What’s inside? Here are the questions answered in today’s reader mailbag, boiled down to five word summaries. Click on the number to jump straight down to the question.
1. Hospital bills and 529 plans
2. Planning with constant challenges
3. Using old baseball cards
4. Frugal yoga tip
5. Baking bread at home
6. Frugality and “ripping off” businesses
7. Buy it for life: underwear
8. Old stamps
9. Reliable car brands
10. College savings and ill child
11. Wondering about a 401(k)
12. Time management insight
13. Flipping stuff on Craigslist
14. Timing of new car purchase
15. Frugal way to practice chess
Our family usually goes camping several times during the year, with these weekends spread across the spring, summer, and fall.
When I was younger, I used to relish the summer camping trips because of the really long days. Now that I have children and am in my thirties, I actually prefer the spring and especially the fall camping trips. The days are shorter, which means that the children can enjoy some campfire time without completely wrecking their bedtime, and the weather is more palatable in that the daytimes aren’t scorching hot and the evenings and nighttimes have just a bit of chill in the air.
I hope that we get a few more chances to camp before 2014 is over.
My wife and I are not big spenders. We cook at home, drive 10 year old cars, no cable TV, and budget a dollar amount for savings. My wife and I have a municipal funded pension and 401k. We have 7k in our savings and would like to start investing in a 529 plan for our newborn and personal investment of index funds for a better return than our savings account.
One issue that’s holding me back from this is that our newborn baby required extensive open-heart surgery. With that, came a large hospital bill of 8k after insurance deductibles. I have already made calls to the hospital for a discounted rate of roughly 5-6k.
The hospital gave us two options. Do a payment plan of the roughly 8k? Or pay a discounted rate of 5-6k in one lump sum? And after that is taken care of, what is a good amount of money to start the 529 and personal investment? Isn’t it best to invest most of the money than keep it in the savings account, knowing we will continue saving?
If it’s only $5,000, I’d make the lump sum payment. That would leave you with a $2,000 emergency fund for the moment, which is low with a newborn baby with health issues, but not dangerously so.
If the lump payment is $6,000, you start cutting that emergency fund very, very tight. I would be nervous to be in a situation with a sick child and only $1,000 in the emergency fund.
If the emergency fund were a non-factor, of course, the lump sum would be far and away the better choice.
So my husband and I have a debt repayment plan and we have a retirement plan too that we’re contributing to each month. As far as I can tell we are set to retire at age 62 or so. Sounds great, right?
The problem is that I seem to have terrible luck. It seems like at least once a year some sort of disaster befalls me or our family. I’ve had two different types of cancer (both in remission). We have three children, two of which are autistic and the third one requires a number of medications to help with her breathing. I’ve lost six jobs in the last nine years all because the business folded up not because of my performance. My husband has had several long stretches of unemployment including one for an accident that broke a bunch of bones.
I feel like making plans is useless because something else is going to happen any day now.
If you’re planning for the future in a way that involves reducing debt and saving money, don’t worry about those kinds of “terrible luck.”
Less debt and more savings will help you no matter what happens in your life. You will never, ever regret having more money in the bank. You will never, ever regret having less debt.
What you will regret is spending money in a way that doesn’t bring some value into your life. Debt reduction and savings both reduce stress and reduce the impact of anything that happens, both of which have a lot of value.
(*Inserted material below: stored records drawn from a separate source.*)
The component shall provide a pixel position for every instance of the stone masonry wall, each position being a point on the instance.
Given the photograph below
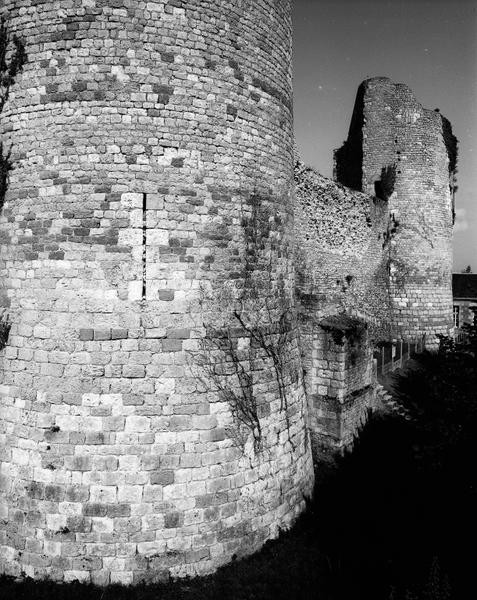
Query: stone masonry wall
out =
(342, 381)
(143, 136)
(407, 154)
(341, 272)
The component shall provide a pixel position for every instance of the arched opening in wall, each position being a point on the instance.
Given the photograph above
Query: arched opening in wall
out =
(379, 190)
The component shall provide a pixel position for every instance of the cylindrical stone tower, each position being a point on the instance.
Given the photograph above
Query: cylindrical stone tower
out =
(152, 153)
(406, 154)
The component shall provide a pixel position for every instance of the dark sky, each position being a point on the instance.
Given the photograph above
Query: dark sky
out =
(429, 45)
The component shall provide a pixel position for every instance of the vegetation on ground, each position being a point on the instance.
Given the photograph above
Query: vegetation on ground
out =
(393, 519)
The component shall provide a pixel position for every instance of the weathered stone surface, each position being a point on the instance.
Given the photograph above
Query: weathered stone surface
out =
(145, 130)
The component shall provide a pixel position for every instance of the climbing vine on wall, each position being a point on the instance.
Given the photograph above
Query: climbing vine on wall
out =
(4, 331)
(253, 326)
(12, 60)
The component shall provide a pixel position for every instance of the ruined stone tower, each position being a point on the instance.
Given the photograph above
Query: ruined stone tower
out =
(151, 148)
(406, 154)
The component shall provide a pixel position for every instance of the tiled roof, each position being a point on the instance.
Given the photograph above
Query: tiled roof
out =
(464, 285)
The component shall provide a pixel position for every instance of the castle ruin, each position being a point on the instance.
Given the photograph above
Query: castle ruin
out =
(184, 328)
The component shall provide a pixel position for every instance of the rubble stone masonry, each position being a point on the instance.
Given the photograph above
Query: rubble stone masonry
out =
(400, 150)
(139, 133)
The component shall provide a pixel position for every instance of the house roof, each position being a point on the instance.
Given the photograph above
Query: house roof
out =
(464, 285)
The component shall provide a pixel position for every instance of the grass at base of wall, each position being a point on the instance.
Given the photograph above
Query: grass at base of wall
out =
(391, 520)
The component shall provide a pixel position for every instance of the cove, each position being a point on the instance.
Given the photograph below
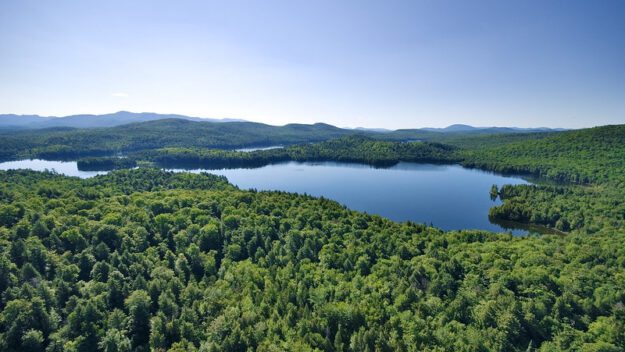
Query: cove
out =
(447, 196)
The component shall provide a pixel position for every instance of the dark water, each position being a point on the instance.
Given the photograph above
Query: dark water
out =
(448, 196)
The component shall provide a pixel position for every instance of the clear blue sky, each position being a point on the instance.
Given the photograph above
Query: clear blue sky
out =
(390, 64)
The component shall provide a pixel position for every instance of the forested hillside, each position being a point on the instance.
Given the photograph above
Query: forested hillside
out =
(587, 166)
(145, 259)
(73, 143)
(354, 149)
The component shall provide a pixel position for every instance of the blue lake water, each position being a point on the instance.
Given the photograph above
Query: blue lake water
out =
(448, 196)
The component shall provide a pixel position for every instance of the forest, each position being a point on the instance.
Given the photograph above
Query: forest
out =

This is a tip for those of you with old baseball cards. What we’ve done with them is turn them into interesting decorations. We’ve taken team sets of baseball cards from 1986-1992 and turned them into framed art. So, for example, we took all of the cards out of his complete set of 1986 Topps and sorted them by team, then we took the pile of 30 or so cards for each team and arranged them in a multi-picture frame. We have sold a bunch of these for the nearby teams and a few from the other teams. I’ve even sold some of them on Etsy and Ebay. If you have old cards lying around that won’t sell on their own, try something like this.
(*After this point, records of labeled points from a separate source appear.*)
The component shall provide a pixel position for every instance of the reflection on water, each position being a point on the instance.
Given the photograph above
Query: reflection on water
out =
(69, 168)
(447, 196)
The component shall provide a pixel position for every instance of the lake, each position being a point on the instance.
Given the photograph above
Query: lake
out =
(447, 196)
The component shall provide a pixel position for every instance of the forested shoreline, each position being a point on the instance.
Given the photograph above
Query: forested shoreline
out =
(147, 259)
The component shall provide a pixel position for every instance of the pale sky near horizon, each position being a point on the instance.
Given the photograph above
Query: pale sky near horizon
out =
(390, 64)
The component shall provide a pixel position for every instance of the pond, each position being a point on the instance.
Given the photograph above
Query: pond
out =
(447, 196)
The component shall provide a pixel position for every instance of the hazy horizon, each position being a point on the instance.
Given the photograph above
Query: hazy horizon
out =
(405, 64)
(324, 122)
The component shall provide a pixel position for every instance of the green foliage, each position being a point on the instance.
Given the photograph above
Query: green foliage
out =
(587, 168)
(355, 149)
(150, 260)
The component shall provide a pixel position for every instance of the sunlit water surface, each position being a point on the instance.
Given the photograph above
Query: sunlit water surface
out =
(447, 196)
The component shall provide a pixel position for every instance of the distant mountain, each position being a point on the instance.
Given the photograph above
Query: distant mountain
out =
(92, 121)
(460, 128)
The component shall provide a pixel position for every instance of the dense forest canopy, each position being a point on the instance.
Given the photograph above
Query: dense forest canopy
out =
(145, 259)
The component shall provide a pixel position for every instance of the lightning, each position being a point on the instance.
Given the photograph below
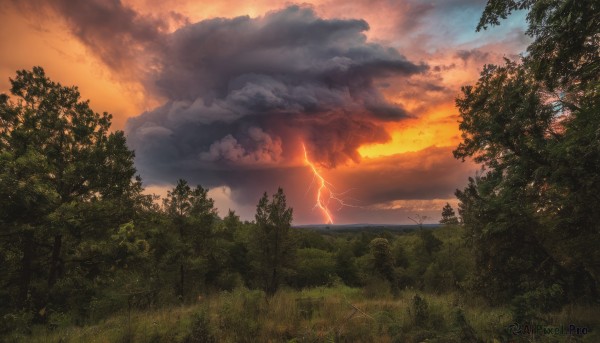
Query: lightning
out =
(324, 192)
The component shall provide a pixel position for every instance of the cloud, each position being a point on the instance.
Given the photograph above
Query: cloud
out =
(245, 93)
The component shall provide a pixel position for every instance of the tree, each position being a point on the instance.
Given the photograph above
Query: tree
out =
(448, 216)
(273, 247)
(66, 184)
(533, 125)
(383, 260)
(192, 215)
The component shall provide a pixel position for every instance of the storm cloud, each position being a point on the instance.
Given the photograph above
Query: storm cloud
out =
(246, 93)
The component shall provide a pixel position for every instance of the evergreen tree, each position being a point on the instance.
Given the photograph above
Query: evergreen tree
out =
(272, 245)
(448, 216)
(66, 185)
(533, 125)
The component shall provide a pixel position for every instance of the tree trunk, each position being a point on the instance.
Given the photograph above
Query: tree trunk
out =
(26, 263)
(55, 261)
(181, 280)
This is a simply brilliant idea.
A friend of mine has an uncut sheet of 1987 Topps baseball cards framed in his living room. It’s actually a great little piece of art that is invariably a conversation starter.
Simply taking cards from that era and turning them into a conversation starter wall hanging like this is simply genius. I already want a 1989 Topps one that features all of the Cubs from that year.
I greatly enjoy group yoga classes at a local studio, but individual classes range from $10-17 each (for one hour) and even with all possible discounts, $75 per month for an unlimited membership.
I explained to the front desk ambassador at the yoga studio that a financial commitment like that is not in my budget, and she suggested that I participate in the “trade” or “karma yoga” program. I come into the studio 2.5 hours per week to tidy up the space and work the front desk and I get unlimited free classes! What’s really nice about this arrangement is that “trading” makes me accountable for showing up to multiple classes a week (to get my “money’s” worth) and it has helped me make great friends that are also trading!
If any of your readers love yoga, have a bit of extra time, and want to save a lot of money, I suggest they inquire at their area studio about this great opportunity. Most yoga studios have a “trade” program! Some don’t require cleaning, some ask for cleaning, web site design, and other types of help for free classes!
This is a great idea!
In fact, this is a reasonable thing to check on with any community organization, not just a yoga studio. Many such businesses have staffing challenges which means that exchanges like this can sometimes bring value to such a business.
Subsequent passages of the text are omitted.